Microsoft's own Skype division has been working on improving its audio features well before Microsoft acquired the company in 2011. In a new blog post today, Skype said that an audio codec it helped to develop has just been certified by the Internet Engineering Task Force (IETF).
The blog post states that the codec is called Opus. Skype actually started working on the project in June 2009 and submitted Opus to the IETF in 2010. The blog post states, "We believe that Opus will be the new, free, go-to codec for real time communication, streaming and storage, and we are excited to see its birth as a fully-fledged IETF standard."
So what's so special about Opus? Skype says that their codec will eliminate the need to have a ton of different codecs to handle all of your audio needs. The post says that the use of Opus will " ... improve audio experiences across the spectrum from narrowband mono to fullband stereo for both voice and music."
Users of Skype will be able to have CD quality audio when they speak to others on the service.
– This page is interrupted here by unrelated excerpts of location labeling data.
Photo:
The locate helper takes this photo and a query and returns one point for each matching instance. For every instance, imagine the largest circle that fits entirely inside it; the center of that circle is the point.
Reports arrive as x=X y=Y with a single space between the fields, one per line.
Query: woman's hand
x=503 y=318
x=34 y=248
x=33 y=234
It also claims that the audio will automatically adjust when switching to different bandwidth speeds. It adds, "Furthermore, it has multiple mechanisms to deal with and recover from packet loss plaguing the network, making for fewer annoying gaps in conversation and lost moments in your precious calls."
All of this sounds great, but as usual the real test is when Opus hits the outside world. So far there's no word on when Opus will be included in a future version of Skype.